Guernsey Press

Diagnosis tricky without knowing all the symptoms

INFORMATION flow from the States is usually akin to a dripping tap.

Published

INFORMATION flow from the States is usually akin to a dripping tap.

Last week was a classic example as slowly more and more information was released about the King Edward VII hospital – usually accompanied by words designed to distract from the core issue of whether the facility, at £3m. a year, is providing value for money.

It speaks volumes that the deputy trying to extract information on costs from the Health and Social Services Department, Mike Hadley, had to go back because it had not provided adequate answers in the first place.

And still we are only a little wiser as to why a facility which the department voted to close in 2009 – a fact that emerged only on Friday – is still open.

Minister Mark Dorey did not open his mouth on the issue to any meaningful extent until an interview with this paper on Friday, but that was not before a statement in which he went on the attack about the upset this newspaper's coverage of the spending had caused staff and patients.

This from a new minister of a department that will make dispassionate, life and death decisions daily.

There is still missing information about the costs of the facility, such as how much is spent on GP visits or the MSG contract, or even the bed occupancy rate.

What is troublesome about the whole affair is that the information is not at the department's fingertips already.

Remember, this is the same Health and Social Services that argued no stone had been left unturned as it tried to deal with its estimated £2.5m. overspend.

Well, very little has been said about the future of the KEVII in any of the documents where you might expect it to be explicitly mentioned, such as the Financial Transformation Programme or the department's own 2020 vision.

The latter document comes to the States for debate at the meeting that begins tomorrow in the form of an update report.

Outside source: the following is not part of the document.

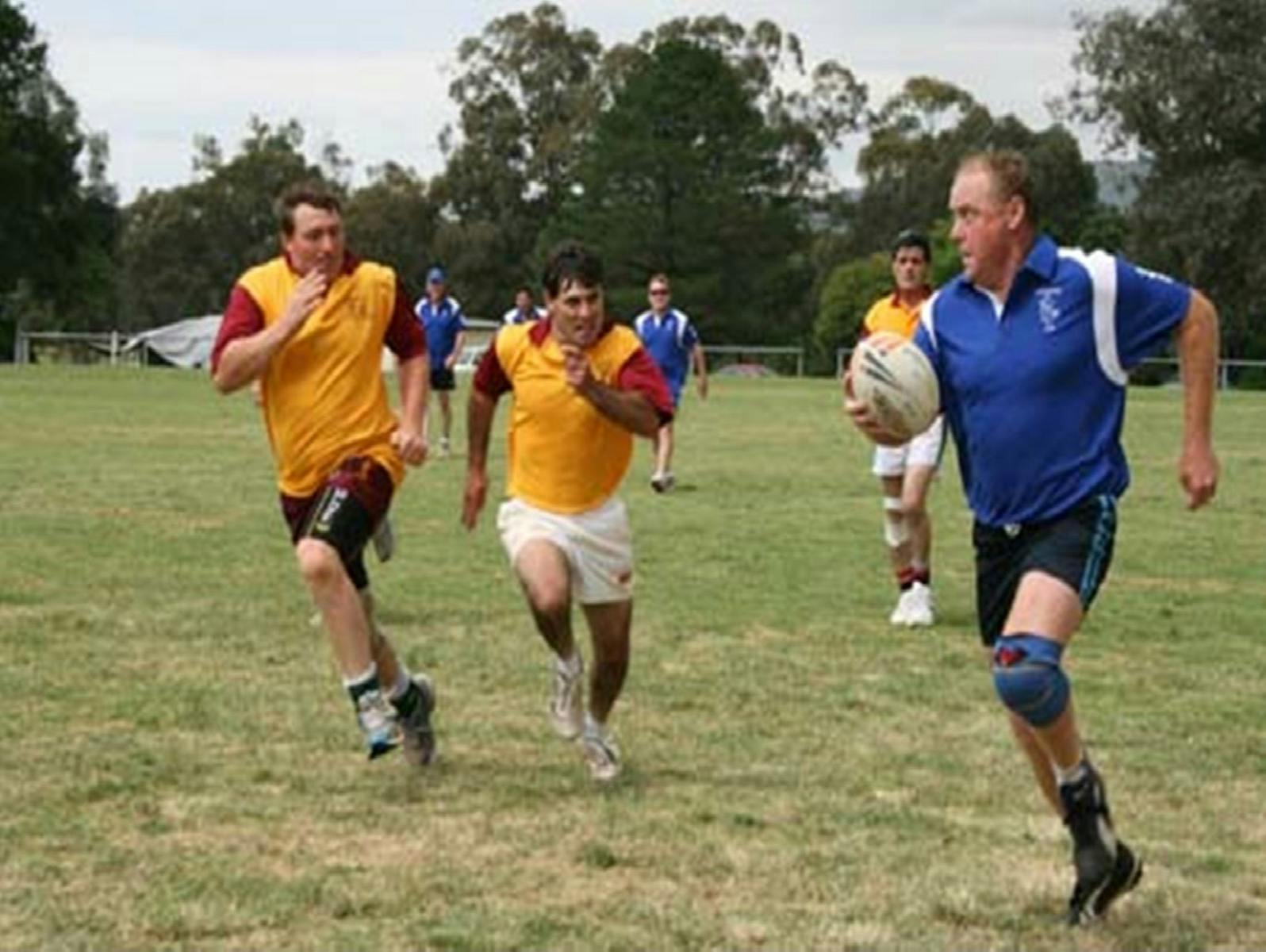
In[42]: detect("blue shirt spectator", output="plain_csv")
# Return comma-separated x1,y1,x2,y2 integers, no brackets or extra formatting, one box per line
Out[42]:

Again, members will be left debating an issue partially in the dark.

When 2020 was released in 2009, it had 58 target dates for different elements on its roadmap.

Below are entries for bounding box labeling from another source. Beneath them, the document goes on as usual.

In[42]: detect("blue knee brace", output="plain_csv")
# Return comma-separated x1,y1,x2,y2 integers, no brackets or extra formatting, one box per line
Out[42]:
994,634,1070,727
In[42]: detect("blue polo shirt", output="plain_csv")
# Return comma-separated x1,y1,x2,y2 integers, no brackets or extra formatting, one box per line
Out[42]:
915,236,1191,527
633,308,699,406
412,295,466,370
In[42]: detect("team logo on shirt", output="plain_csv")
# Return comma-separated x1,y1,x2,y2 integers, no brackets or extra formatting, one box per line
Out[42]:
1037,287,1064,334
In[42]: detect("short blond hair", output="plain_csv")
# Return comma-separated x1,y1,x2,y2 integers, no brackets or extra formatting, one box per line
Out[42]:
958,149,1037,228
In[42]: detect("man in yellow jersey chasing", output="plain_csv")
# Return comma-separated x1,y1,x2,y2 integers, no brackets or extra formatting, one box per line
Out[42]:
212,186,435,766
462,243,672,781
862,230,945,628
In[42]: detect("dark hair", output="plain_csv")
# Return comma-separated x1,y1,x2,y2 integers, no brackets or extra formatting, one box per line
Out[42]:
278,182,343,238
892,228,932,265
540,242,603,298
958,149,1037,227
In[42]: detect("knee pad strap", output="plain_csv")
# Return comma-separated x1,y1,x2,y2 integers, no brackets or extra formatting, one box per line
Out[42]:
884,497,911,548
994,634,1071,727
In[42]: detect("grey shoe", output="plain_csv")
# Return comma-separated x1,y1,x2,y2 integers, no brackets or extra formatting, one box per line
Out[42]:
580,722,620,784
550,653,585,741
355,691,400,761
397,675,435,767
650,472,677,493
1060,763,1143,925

So how has it done? A question you would clearly like the update report to tell you.

It does not, short of a small footnote to say that more information – which will include an updated roadmap – 'is in the process of being made available' on www.gov.gg.

In the six weeks since this report was published, and remember it would have been compiled months in advance of that, nothing has appeared online and deputies have no more information.

Just take the example of the older people's strategy (now bizarrely renamed the supported living and age well strategy). It has taken on the status of some great mythological creature, so often is it referred to in the past few years without materialising.

HSSD hints at delay in the update document, talking of 'an ambitious four-year roadmap' and the document reflecting a new approach 'which is responsive to the scale of the work and accommodates the fact that resources have been, and continue to be, quite rightly needed for other critical States priorities, such as the Financial Transformation Programme'.

The note attached from Treasury and Resources to the 2020 vision report is telling in what it does not say: 'As there are no resource implications identified in this report, the Treasury and Resources Department has no comments to make.'

The report will be criticised for not having any costings – no doubt HSSD will argue it is a high-level strategy document.

This lack of information is disappointing because it leaves too many loose ends in a document that will be central to shaping the island.

It includes so much that should be a force for good – such as ensuring people are more healthy to start with and that a radical overhaul of health care is delivered.

'The health system is delivered through a range of partners and independent providers, including HSSD, MSG and the island's GPs. There is, however, no overall governance and direction and thus no guarantee that the best outcomes are being achieved. The system is not financed in a coherent way and this can create unhelpful and counterproductive barriers to better outcomes,' the report stated.

That is about as explicit a criticism you can get.

Certainly more explicit than talking about prioritising major decisions about developments and 'disinvestments' – the latter presumably means closures and service cuts, but the department did not want to upset anyone.

Health and Social Services is by no means the only department that is afflicted with an apparent desire to say as little as possible.

Sometimes the States may not have the data, which is just as worrying.

Sometimes the States just does not trust the public, or realise the importance of what it holds.